Hong Kong: New leasing activity from big occupiers is limited in Central, however some smaller new market entrants continue to focus on buildings with lower floor plates. There has been some minor relocation activity, with the concentration on lower-cost buildings in the same or lower-cost districts. Surrender and sublease space from failing enterprises has increased, notably in Central, putting upward pressure on rents.

Jakarta: Leasing business is still high, and tenant inquiries haven't decreased significantly since 2011. A lot of tenants are having difficulty securing space in Jakarta's most desirable districts, including as the SCBD and desired mixed-use buildings in the CBD. A large percentage of the city's 'better' projects are refusing to accept new tenants, preferring to maintain any available space for existing renters. Insurance, finance, accounting, oil and gas, and consumer goods are the industries with the most active occupiers.

Manila: Over the next 12-18 months, we anticipate a 10-15% increase in grade A office rents. Last year, we transacted 360,000 square meters, which we are confident enough to use as the demand prediction for the following five years. We foresee increasing demand from traditional non-Business Process Outsourcing (BPO) offices in 2013 and 2014, which will add another 50,000 sq. m to the 360,000 sq. m BPO demand.

Sublease opportunities have arisen as a result of major Australian banks' downsizing. Some corporate occupiers are looking into the possibility of reducing their occupied footprint by implementing alternate workplace techniques. Pre-leasing activity is at an acceptable level (up to 80 percent of net lettable area in upcoming projects). Tenants who choose to stay put and renew their leases pay a higher rent than those who sign new leases, which must cover fit-out and relocation costs.

Non-IT occupiers are constrained in their expansion, vacancy levels are high, and rents are expected to remain constant in the short term.

Seoul: Tenant demand has decreased since Q4 2011, with domestic enterprises being less active and multinational organizations being more cautious in their decision-making. Vacancy rates in some recently built buildings are still high, and freshly available space is appearing in older buildings as some tenants seek higher-quality options. Rents are expected to continue constant, with incentives staying attractive.

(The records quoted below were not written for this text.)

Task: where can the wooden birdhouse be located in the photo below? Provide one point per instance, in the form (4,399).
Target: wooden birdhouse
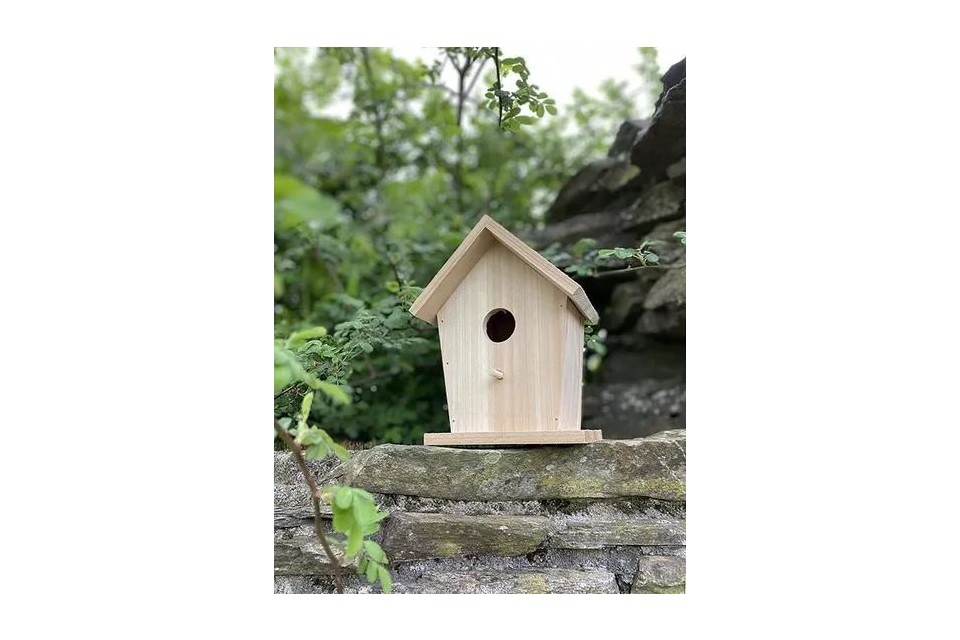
(511,338)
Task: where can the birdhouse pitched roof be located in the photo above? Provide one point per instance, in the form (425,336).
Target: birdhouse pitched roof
(481,238)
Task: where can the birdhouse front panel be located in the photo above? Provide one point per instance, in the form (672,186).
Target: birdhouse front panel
(512,347)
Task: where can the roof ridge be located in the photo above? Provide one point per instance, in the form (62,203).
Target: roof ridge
(466,255)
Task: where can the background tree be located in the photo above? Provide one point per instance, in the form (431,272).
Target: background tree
(380,170)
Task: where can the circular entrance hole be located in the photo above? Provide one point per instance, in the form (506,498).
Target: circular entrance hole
(499,325)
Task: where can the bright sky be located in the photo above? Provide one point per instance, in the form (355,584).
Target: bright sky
(559,70)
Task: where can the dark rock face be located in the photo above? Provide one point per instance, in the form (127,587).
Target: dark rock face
(643,312)
(608,517)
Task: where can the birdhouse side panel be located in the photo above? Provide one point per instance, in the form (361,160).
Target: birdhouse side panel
(502,335)
(571,390)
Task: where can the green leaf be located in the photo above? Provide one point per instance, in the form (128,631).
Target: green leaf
(375,551)
(332,390)
(342,520)
(354,540)
(305,406)
(386,584)
(299,337)
(282,378)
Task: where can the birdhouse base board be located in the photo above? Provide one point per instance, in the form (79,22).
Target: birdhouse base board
(512,437)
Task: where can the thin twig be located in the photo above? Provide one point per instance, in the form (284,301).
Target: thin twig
(377,116)
(314,499)
(616,272)
(496,63)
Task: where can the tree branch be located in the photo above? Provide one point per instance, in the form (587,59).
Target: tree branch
(314,500)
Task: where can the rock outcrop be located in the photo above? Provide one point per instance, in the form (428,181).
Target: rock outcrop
(607,517)
(636,194)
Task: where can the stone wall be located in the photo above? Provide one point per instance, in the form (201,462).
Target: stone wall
(636,193)
(607,517)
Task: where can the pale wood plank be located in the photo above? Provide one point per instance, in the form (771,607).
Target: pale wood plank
(571,378)
(458,266)
(582,436)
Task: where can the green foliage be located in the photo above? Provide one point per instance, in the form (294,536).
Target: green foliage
(380,169)
(355,515)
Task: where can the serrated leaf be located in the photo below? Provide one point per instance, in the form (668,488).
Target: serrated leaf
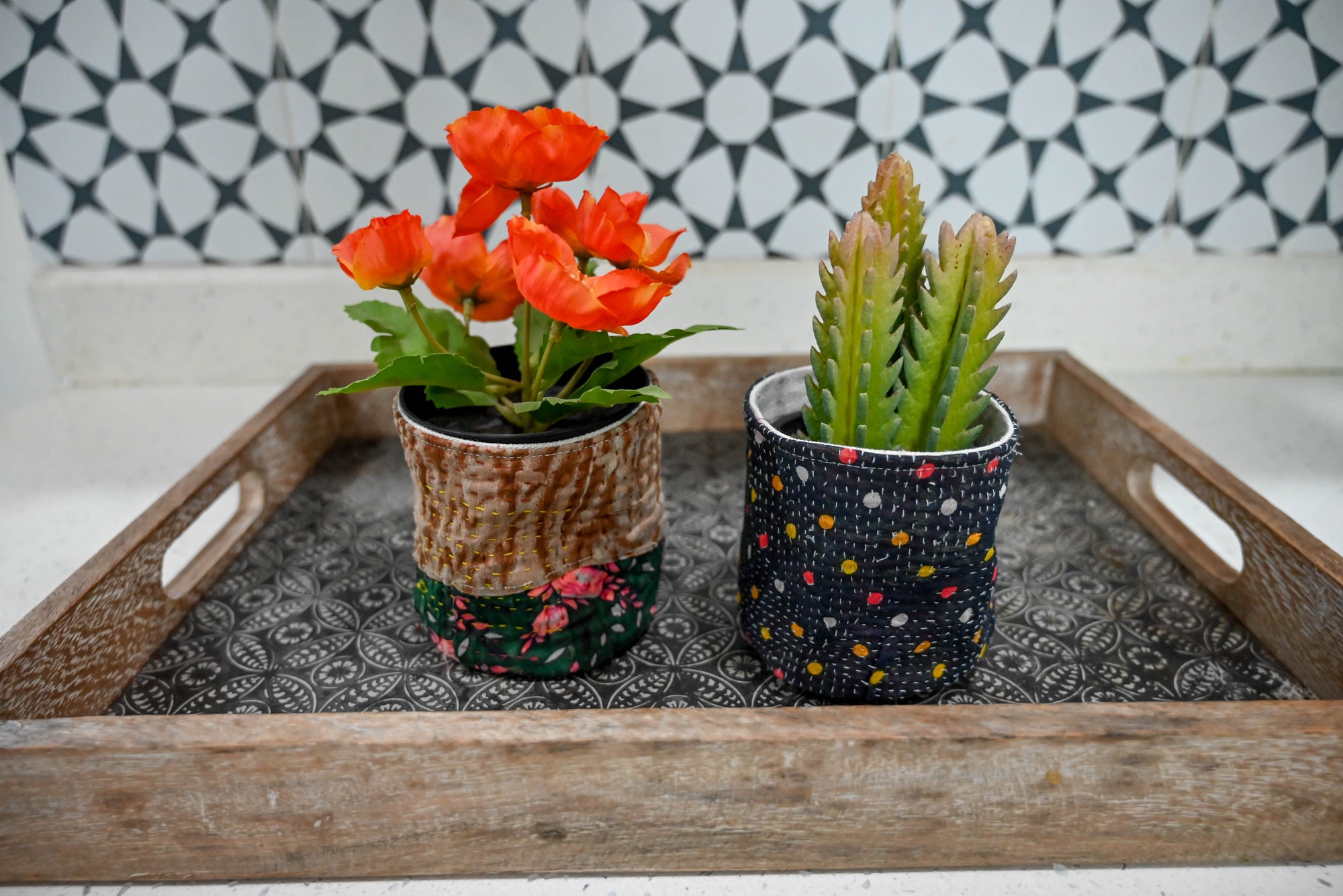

Shanghai: We've witnessed a seasonal slowdown in leasing activity, as well as tenants that are hesitant to expand. Landlords have been more cautious in their rental expectations as fresh leasing activity has slowed.

Singapore: fresh demand has slowed, notably among significant financial services sector occupiers, and shadow space is becoming available in the central business district. With the exception of a few cases of major retrenchment in the financial services sector, most companies are maintaining their headcounts. In the commodities, pharmaceutical, and IT industries, we continue to see modest rise in manpower and spatial demand.

Despite the relative strength of their Australian business, most global companies are deferring real estate choices for the time being. In the premium market, we're seeing more relocations and increasing engagement from smaller tenants. The number of huge tranches of continuous space is decreasing as a result of major occupiers' deal activity. Rental growth in 2012 should be supported by restricted new supply, but at a slower pace than in 2011.

Tokyo: Occupants are continuing to trade up to grade A buildings with superior seismic protection, and pre-commitment in new constructions is high. Grade A vacancies have decreased marginally as a result of this 'flight to safety,' but tenants, notably in the banking industry, are expected to seek out landlords to sell surplus space in the coming quarters. Due to economic uncertainty, we do not foresee any rental hikes in the near future.